Thursday, May 13, 2010
The Orange Alligator (2)
In response to my last blog, I received an email from my friend Bill Rutherfoord, noting that the orange color of the alligator offering is just the right industrial color for this hazardous moment [of the Gulf oil spill]: he is safety orange. He then went on to say he thinks most people intuit that the enormity of the problem exceeds our technological expertise, as well as our feeble, lying morality. We need help.
This has been my terror from the start--that BP et al. won't be able to fix this. However, saying that out loud, or even thinking it quietly to myself, does not help anything. Which is probably why, last weekend, I was feeling kind of crazy and still am, jittery like those animals who sense the oncoming arrival of a tsunami before it arrives, and become agitated. E-mailing back and forth with Bill, I described some of these feelings to him. How, in my previous dabblings in possible 2012 scenarios [for end times], there was never a specific picture, just intuitions of large, deadly trends all converging. As long as there wasn't a specific picture, the whole thing remained somehow abstract, a surmise. I could bet against myself, hoping that I might be wrong: 2012 was just a nutty Mayan scenario that had been updated for our time. It was not necessarily true.
Unfortunately, the oil spill has brought with it a devastating picture of how the end could happen: seas inexorably fill up with oil. The thought struck with the force of lightning. "I have great faith in American ingenuity," said my Australian friend, Simone Paterson, trying her best to reassure me. "They'll get it fixed, Sooz. If they could put a man on the moon, they can do this." Somehow it seems as if the future of everything now depends on which one of us turns out to be right.
"We have rigged our own oceans, submerged our own futures, suffocated our own progeny, and slide now to our slick destiny. To whom can I cry that twisting off the caps of my beautiful tubes of color I now think of OIL PAINTS as the first two words of a disaster headline?" wrote my painter friend, Jane Vance.
Right now it is hard for me to speak with other people, hard to act like everything is A-okay, business as usual. I feel like Alice, having stepped through the looking glass into a parallel reality. To talk about how I really feel is likely to either wig someone out, or cause them to recoil at what they take to be my exaggerated craziness. Neither seems a good idea. I was put on notice by an old high school friend with whom I reconnected a few years ago. She retired recently from school teaching, and has thrown herself passionately into becoming a poet, taking workshops, master classes, competing for prizes. I sent her the first "Orange Alligator" blog attached to a normal email.

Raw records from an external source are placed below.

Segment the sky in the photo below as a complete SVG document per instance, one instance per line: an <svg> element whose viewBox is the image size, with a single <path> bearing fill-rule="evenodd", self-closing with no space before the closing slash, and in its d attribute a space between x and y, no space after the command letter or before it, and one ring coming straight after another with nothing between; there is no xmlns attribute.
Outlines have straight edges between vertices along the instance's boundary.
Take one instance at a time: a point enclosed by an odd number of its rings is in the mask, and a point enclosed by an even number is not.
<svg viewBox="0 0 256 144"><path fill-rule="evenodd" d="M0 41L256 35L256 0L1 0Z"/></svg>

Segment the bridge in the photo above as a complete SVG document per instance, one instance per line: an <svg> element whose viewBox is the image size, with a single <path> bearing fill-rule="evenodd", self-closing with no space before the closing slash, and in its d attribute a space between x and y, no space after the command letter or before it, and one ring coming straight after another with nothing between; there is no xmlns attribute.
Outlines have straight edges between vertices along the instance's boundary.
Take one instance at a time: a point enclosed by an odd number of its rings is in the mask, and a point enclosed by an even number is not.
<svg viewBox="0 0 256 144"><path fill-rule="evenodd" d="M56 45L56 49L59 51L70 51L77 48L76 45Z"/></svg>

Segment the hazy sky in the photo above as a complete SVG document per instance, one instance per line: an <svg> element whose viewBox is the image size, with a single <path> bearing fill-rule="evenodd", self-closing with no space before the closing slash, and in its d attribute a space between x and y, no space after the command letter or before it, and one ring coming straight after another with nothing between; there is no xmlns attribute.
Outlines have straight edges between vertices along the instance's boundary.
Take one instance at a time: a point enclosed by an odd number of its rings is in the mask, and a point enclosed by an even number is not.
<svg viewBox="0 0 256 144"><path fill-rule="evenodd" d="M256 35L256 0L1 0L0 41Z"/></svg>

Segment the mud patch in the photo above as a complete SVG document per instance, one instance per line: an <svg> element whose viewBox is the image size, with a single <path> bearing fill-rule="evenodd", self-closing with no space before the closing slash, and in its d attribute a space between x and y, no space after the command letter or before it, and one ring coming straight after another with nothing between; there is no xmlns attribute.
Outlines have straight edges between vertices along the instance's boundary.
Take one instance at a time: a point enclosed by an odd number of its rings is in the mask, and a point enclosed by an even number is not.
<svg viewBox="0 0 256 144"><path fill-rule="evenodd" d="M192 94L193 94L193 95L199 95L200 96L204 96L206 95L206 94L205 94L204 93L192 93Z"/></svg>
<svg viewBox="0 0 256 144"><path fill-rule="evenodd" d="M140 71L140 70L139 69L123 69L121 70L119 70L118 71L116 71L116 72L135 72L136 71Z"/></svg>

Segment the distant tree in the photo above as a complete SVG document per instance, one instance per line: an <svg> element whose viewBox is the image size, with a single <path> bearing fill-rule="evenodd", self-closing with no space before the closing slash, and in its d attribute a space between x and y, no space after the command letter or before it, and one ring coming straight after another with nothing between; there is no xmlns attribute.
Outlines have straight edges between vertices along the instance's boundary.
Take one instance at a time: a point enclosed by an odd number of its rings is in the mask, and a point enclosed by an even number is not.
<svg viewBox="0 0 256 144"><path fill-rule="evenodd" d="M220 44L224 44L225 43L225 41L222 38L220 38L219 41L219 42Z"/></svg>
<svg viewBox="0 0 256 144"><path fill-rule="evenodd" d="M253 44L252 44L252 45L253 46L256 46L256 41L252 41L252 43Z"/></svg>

"As for the world," she wrote me back, "would you believe, I've stopped watching The News Hour, just glance or scan through The Times, daily, and catch an occasional NPR bit of news, unlike the way I used to be. I don't know if it's reading and writing poetry that has me so detached from the world, or what. I haven't even read any novels in months, which is also not like me. Oh, well." She didn't mention the blog. She sounded really blissful, if oblivious, while back at home here, I am feeling more and more like Anne Frank, doing the diary thing, while waiting to see if the dreaded Nazis will actually show up. I don't want to destroy other people's happiness or peace of mind. But I am struggling with trying to integrate levels of fear and grief such as I have never known before.
"I'm on my way to bed," Bill wrote me again later, "but suffice it to say that your strong feelings are not irrational. Your inclination to withhold the extent of your anxiety about the state of the world when dealing with seemingly oblivious people is just right...There is an immense learning curve that most people will remain well behind. Hang tough, and continue to watch in your own way. Conscientiously looking at the planet as it sickens is a little like [Marina] Abramovic's endurance exercise where she gazed at, and endured the gazes, of others. Watch watchman watch...The Anne Frank model strikes me as exactly right for this dangerous time, and I too am a little at odds with those who seem oblivious to the gravity of the global condition...People can't be told too much too fast, or they' dismiss it as paranoia."
Ultimately there is no way to know how this "thing" ought to be met, what responsibility any of us may bear in a crime so vast that it threatens the very future we all take for granted. In his new incarnation as agent orange, Virgil, who lives on borrowed Jewish jokiness anyway, suggests I start rubbing my shoes with butter to preserve the leather. And sit on a white cat's third eye.
A former student, Samantha Barnum, commented on the blog: "As I try to think about how to do the most good, promote maximum progress, make the best revolution, I remember that sometimes the smallest gestures can still be powerful. Like sending someone an orange alligator in the mail. It might not stop the Gulf oil leak, but it is inspiring, nonetheless. And so much better than gallows humor."
The mention of gallows humor brings Virgil back again:
How do crazy people go through the forest? They take the psychopath.
How do you get Holy Water? You boil the hell out of it.
What do Eskimos get from sitting on the ice too long? Polaroids.
Gallows humor has its place, you have to admit, especially if it's you on the gallows.